Given the potential for nephrotoxicity with certain medications, it is crucial to evaluate the necessity of each drug and consider alternatives with less nephrotoxic potential, especially in patients with compromised kidney function or at risk of AKI 1. The KDIGO guidelines recommend temporary discontinuation of potentially nephrotoxic and renally excreted drugs in people with a GFR < 60 ml/min/1.73 m2 who have serious intercurrent illness that increases the risk of AKI 1.
Key Considerations:
- Monitoring kidney function closely
- Ensuring adequate hydration
- Optimizing diabetes control
- Considering alternative anti-thyroid medications like propylthiouracil if kidney function continues to deteriorate
- A nephrology consultation if the AKI persists or worsens despite these interventions
- Urinalysis and kidney ultrasound to evaluate for other causes of kidney injury
The management strategy should be tailored to the individual patient's needs, taking into account the potential benefits and risks of each medication, and the patient's overall clinical condition, including the presence of other comorbidities that could influence kidney function 1.
From the FDA Drug Label
Renal Insufficiency: The pharmacokinetics of propranolol hydrochloride extended-release capsules have not been investigated in patients with renal insufficiency In a study conducted in 5 patients with chronic renal failure, 6 patients on regular dialysis, and 5 healthy subjects, who received a single oral dose of 40 mg of propranolol, the peak plasma concentrations (Cmax) of propranolol in the chronic renal failure group were 2 to 3-fold higher (161±41 ng/mL) than those observed in the dialysis patients (47±9 ng/mL) and in the healthy subjects (26±1 ng/mL).
Propranolol plasma clearance was also reduced in the patients with chronic renal failure.
The cause of the new AKI (eGFR 83-50) in this patient is unclear, but renal insufficiency can affect the pharmacokinetics of propranolol. The reduced clearance of propranolol in patients with chronic renal failure may lead to increased peak plasma concentrations and potentially increased toxicity 2. However, there is no direct information in the drug label that supports a causal relationship between propranolol and the development of AKI.
- Key points:
- Reduced propranolol clearance in renal insufficiency
- Increased peak plasma concentrations in chronic renal failure
- Potential for increased toxicity However, the FDA drug label does not provide sufficient information to determine the cause of the new AKI in this patient.
From the Research
Possible Causes of Acute Kidney Injury (AKI)
The patient's new AKI (eGFR 83-50) could be caused by various factors, including:
- Prerenal causes, such as dehydration or decreased blood flow to the kidneys 3, 4
- Intrinsic renal causes, such as acute tubular necrosis caused by ischemia or nephrotoxicity 5, 6
- Postrenal causes, such as obstruction of the urinary tract 3, 4
Medication-Related Causes
The patient is currently taking carbimazole and propranolol for Graves' disease. While there is no direct evidence linking these medications to AKI in the provided studies, it is essential to consider the potential nephrotoxic effects of certain medications 5, 4.
Underlying Medical Conditions
The patient's history of LADA (Latent Autoimmune Diabetes) and Graves' disease may also contribute to the development of AKI. However, there is no direct evidence in the provided studies to support this claim.

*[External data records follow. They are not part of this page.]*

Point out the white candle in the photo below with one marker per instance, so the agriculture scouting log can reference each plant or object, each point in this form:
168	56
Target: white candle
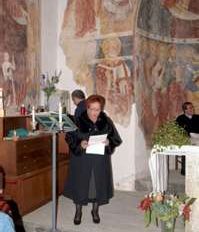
33	118
60	115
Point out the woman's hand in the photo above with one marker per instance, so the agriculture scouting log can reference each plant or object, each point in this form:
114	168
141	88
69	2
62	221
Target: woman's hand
84	144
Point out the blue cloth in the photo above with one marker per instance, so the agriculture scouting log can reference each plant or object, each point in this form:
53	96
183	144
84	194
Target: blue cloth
21	132
6	223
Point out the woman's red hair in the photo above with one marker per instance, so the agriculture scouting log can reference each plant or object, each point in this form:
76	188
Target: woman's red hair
95	98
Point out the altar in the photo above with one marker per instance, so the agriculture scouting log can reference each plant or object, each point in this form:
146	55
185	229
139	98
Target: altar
158	164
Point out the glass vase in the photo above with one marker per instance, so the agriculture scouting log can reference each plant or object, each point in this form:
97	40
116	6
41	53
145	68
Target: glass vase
168	226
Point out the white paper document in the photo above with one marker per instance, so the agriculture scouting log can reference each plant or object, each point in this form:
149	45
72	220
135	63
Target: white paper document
96	144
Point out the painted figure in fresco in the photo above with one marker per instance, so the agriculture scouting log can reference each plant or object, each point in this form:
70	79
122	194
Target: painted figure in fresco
112	81
8	68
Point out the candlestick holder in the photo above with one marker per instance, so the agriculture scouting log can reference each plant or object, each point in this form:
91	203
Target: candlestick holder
60	126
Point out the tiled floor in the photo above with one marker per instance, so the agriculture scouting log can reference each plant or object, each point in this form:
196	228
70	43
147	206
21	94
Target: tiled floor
121	215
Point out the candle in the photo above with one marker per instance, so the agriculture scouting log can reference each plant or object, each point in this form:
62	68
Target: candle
33	118
60	115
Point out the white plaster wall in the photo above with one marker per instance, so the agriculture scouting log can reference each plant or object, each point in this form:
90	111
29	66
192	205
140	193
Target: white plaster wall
130	159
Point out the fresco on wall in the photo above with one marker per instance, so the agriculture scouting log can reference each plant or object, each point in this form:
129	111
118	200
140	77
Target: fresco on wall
135	50
167	61
19	52
113	76
97	40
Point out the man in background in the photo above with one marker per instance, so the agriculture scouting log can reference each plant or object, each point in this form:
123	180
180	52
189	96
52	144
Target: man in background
78	98
190	122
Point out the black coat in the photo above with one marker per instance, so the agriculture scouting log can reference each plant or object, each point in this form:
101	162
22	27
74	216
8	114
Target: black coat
90	175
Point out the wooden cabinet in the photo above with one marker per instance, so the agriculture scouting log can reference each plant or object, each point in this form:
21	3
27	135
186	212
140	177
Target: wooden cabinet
27	165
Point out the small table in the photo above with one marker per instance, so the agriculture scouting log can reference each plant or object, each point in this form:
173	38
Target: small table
159	174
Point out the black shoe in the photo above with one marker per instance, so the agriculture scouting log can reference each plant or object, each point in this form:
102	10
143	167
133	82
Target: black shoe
77	218
95	215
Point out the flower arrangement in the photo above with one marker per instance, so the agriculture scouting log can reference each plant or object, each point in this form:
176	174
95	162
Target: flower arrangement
165	208
48	84
169	136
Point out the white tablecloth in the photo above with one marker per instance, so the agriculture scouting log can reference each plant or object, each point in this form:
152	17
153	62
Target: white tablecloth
158	164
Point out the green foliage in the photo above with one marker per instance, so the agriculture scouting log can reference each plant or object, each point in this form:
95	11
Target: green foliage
165	208
170	133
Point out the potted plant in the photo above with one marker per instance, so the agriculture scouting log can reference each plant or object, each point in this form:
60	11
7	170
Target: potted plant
165	208
170	134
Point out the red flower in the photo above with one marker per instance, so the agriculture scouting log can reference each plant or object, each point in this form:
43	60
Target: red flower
186	212
145	204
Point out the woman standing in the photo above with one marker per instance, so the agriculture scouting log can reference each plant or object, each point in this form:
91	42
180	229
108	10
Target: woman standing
90	175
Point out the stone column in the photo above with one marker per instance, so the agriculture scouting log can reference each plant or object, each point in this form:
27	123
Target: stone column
192	190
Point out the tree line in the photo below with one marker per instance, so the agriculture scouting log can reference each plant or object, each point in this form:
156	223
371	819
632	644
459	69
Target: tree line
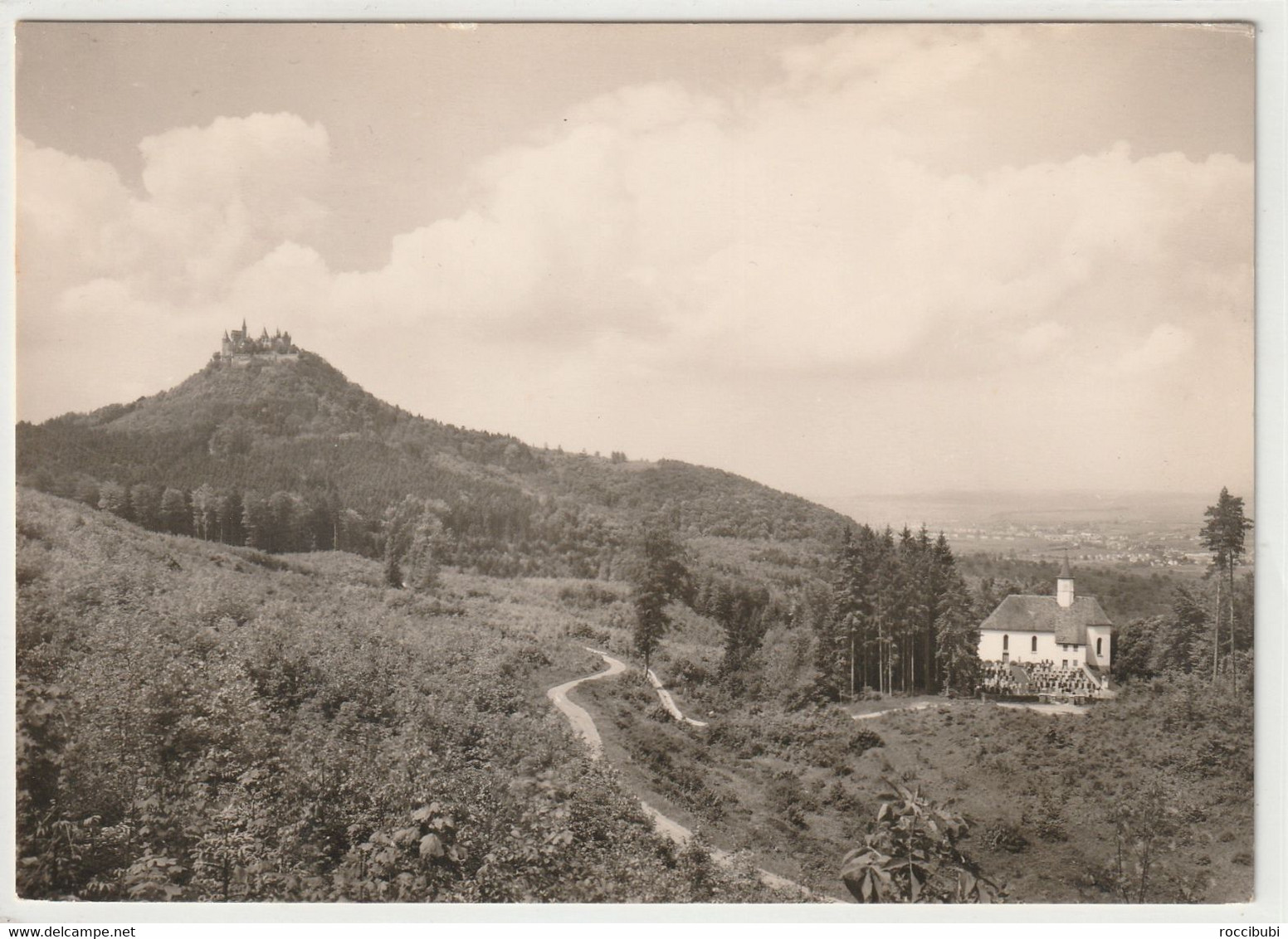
898	617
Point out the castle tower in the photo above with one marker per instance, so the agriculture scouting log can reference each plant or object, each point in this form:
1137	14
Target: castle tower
1064	584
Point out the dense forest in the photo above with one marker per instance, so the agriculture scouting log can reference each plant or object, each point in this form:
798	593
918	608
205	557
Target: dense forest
209	722
280	640
291	456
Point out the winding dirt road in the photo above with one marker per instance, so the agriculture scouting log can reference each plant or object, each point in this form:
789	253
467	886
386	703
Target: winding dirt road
583	726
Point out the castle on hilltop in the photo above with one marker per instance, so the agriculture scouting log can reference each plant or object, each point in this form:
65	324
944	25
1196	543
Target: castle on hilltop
240	348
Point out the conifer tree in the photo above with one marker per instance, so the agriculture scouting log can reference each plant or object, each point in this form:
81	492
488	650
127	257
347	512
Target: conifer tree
661	577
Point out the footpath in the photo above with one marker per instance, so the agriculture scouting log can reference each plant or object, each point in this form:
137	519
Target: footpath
583	726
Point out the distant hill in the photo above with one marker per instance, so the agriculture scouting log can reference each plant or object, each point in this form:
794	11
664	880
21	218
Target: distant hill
294	454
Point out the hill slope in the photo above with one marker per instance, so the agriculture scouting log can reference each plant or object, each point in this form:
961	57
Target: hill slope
207	722
339	459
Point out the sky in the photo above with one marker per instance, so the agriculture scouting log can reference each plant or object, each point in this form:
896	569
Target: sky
837	259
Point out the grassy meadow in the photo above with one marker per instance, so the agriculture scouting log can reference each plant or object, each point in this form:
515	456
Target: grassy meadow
207	722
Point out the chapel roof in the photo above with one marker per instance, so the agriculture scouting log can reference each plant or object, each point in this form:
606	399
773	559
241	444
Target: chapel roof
1031	613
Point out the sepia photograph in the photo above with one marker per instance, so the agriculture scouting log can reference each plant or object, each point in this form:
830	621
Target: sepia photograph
635	463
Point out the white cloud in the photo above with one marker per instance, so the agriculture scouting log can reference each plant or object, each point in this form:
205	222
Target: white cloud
1164	345
661	231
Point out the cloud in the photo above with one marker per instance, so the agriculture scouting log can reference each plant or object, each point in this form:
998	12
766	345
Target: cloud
807	232
1164	345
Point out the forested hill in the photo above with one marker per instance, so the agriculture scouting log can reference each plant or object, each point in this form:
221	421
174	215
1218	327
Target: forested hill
290	455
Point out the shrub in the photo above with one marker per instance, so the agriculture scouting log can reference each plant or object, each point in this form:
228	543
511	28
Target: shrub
914	855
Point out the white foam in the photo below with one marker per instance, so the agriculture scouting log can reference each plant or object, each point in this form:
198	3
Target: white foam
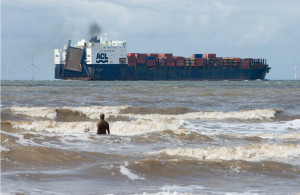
256	152
129	174
56	127
259	114
165	193
44	112
118	128
92	112
141	126
2	148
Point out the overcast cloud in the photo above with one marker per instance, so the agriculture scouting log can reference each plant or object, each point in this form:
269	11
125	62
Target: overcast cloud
230	28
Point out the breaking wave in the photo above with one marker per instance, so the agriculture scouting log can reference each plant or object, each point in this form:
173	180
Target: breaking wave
93	112
256	152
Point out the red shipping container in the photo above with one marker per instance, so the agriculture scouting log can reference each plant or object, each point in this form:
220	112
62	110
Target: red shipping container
131	63
209	55
141	56
150	62
170	64
139	61
245	64
131	54
153	55
165	55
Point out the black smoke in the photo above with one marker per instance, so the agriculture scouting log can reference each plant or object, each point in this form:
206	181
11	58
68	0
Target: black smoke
95	29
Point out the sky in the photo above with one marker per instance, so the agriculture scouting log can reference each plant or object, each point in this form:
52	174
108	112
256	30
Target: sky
32	29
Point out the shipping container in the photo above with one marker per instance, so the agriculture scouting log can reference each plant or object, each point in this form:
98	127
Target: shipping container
165	55
131	54
245	64
209	55
141	56
153	55
198	62
151	62
131	63
140	61
150	58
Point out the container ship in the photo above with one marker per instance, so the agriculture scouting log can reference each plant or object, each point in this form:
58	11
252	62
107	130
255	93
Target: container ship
99	59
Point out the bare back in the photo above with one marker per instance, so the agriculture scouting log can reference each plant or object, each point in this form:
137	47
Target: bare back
102	126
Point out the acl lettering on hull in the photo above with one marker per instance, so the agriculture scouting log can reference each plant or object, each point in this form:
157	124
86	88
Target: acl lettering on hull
101	58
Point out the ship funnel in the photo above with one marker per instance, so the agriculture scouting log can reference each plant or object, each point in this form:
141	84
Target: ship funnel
94	39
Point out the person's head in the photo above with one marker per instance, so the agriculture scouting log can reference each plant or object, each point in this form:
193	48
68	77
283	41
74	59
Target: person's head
102	116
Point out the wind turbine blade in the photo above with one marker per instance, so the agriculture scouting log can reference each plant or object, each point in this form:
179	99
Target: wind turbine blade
28	66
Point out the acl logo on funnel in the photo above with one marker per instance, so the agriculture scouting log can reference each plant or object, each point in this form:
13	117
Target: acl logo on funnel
101	58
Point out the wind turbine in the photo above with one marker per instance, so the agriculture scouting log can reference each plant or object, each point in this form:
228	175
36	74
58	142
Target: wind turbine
32	68
7	72
296	66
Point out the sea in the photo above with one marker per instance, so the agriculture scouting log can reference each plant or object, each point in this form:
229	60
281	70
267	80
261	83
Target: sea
167	137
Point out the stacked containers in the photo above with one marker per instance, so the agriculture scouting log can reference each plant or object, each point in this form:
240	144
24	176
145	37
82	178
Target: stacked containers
219	61
194	56
187	61
180	61
196	59
228	62
198	62
245	63
237	62
151	61
155	57
209	55
131	59
141	58
170	61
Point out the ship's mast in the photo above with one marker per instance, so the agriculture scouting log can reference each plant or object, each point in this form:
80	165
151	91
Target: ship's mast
32	68
7	72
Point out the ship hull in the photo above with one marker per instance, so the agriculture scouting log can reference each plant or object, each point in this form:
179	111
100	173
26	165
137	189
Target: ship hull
142	72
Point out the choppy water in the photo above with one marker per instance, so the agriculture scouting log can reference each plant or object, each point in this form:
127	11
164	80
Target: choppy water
166	137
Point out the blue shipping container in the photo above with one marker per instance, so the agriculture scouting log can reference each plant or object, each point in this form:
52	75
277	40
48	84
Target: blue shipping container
150	58
198	55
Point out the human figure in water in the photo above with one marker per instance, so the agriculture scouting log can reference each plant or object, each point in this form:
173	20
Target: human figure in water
102	126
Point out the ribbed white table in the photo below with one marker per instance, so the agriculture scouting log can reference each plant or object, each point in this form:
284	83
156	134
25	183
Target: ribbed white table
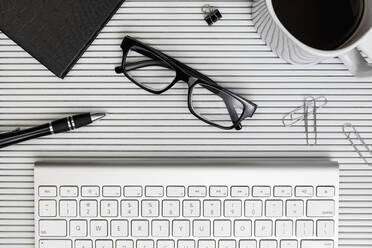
142	125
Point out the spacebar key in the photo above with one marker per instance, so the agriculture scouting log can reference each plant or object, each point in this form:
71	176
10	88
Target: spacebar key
55	243
317	243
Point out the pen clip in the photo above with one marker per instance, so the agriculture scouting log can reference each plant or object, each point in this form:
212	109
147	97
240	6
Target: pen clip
3	133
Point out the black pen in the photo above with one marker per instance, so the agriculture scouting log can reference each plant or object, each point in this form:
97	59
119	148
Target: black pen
58	126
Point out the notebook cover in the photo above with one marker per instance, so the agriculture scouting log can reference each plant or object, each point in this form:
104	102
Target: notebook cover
55	32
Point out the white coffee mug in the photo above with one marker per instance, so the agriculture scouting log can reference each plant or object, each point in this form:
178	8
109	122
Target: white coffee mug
288	47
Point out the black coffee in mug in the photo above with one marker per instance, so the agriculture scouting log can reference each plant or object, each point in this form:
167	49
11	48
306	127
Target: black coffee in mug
321	24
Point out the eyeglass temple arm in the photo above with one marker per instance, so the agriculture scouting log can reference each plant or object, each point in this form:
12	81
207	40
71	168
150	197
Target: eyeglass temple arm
146	63
132	66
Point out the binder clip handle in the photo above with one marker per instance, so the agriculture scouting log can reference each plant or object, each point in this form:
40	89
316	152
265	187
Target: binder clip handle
211	15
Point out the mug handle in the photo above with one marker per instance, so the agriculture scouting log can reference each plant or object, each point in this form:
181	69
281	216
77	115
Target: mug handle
355	62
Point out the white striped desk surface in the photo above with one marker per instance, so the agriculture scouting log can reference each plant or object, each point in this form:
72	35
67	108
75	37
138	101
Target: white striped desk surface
140	124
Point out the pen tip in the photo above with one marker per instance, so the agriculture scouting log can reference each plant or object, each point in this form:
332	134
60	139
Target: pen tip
97	116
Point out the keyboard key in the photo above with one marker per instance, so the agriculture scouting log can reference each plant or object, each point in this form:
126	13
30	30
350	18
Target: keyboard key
317	244
132	191
294	208
304	228
218	191
52	228
247	243
263	228
88	208
119	228
268	244
145	244
226	244
111	191
103	244
206	243
261	191
160	228
222	228
239	191
171	208
320	208
154	191
129	208
89	191
191	208
283	228
304	191
325	191
186	244
288	244
150	208
181	228
124	243
202	228
243	228
55	243
47	191
68	191
197	191
232	208
212	208
67	208
81	243
282	191
175	191
109	208
253	208
140	228
325	228
47	208
98	228
274	208
78	228
165	243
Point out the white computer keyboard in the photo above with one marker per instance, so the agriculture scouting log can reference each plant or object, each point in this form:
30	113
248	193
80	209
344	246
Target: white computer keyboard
186	205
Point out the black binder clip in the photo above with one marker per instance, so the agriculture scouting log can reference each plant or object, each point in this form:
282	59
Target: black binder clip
211	15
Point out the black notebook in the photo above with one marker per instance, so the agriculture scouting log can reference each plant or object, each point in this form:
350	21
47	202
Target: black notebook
55	32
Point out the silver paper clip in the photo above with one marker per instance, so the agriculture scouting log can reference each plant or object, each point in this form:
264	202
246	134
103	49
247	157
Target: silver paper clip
349	130
306	112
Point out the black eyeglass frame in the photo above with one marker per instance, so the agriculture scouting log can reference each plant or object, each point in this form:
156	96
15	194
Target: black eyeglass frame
188	75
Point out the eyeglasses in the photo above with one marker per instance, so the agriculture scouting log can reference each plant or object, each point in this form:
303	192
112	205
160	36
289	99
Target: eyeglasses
156	72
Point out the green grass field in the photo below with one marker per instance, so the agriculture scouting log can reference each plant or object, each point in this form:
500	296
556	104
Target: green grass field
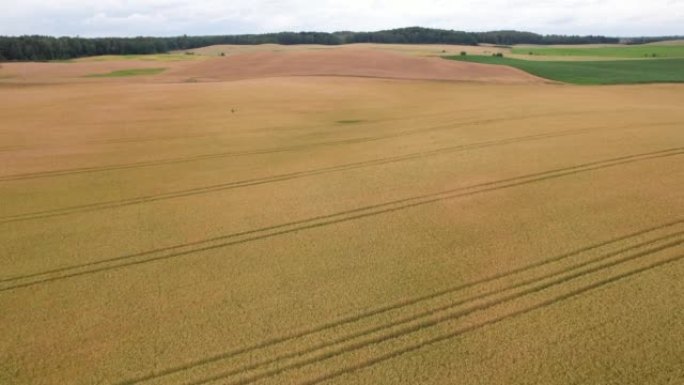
634	51
162	57
129	72
593	72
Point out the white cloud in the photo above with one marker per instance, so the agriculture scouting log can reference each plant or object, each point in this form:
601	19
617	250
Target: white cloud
176	17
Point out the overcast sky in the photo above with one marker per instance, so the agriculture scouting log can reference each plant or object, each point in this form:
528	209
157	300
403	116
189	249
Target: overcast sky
201	17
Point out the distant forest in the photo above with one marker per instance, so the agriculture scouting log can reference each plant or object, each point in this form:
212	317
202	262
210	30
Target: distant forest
37	48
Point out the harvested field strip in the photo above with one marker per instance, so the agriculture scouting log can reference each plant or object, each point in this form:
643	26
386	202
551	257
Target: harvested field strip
162	162
129	72
271	179
536	284
325	220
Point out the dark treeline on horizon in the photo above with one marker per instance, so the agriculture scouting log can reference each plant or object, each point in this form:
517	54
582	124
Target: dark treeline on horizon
36	48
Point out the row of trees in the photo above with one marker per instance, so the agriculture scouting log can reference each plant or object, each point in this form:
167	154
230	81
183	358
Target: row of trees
53	48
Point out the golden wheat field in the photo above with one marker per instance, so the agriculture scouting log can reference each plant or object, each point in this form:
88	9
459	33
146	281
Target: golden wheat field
475	225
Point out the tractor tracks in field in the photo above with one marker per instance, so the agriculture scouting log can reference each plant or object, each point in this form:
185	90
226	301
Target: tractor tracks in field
389	331
248	236
96	206
266	151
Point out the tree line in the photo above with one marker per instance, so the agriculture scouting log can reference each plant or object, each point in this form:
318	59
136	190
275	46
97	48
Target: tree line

Importance of Early Diagnosis and Management
Early determination of the underlying cause of AKI and prompt management are crucial to prevent long-term consequences, such as chronic kidney disease and cardiovascular morbidity 3, 5, 4, 6. A thorough history, physical examination, laboratory work-up, and renal ultrasonography (if necessary) can help identify the cause of AKI and guide management decisions 3, 4.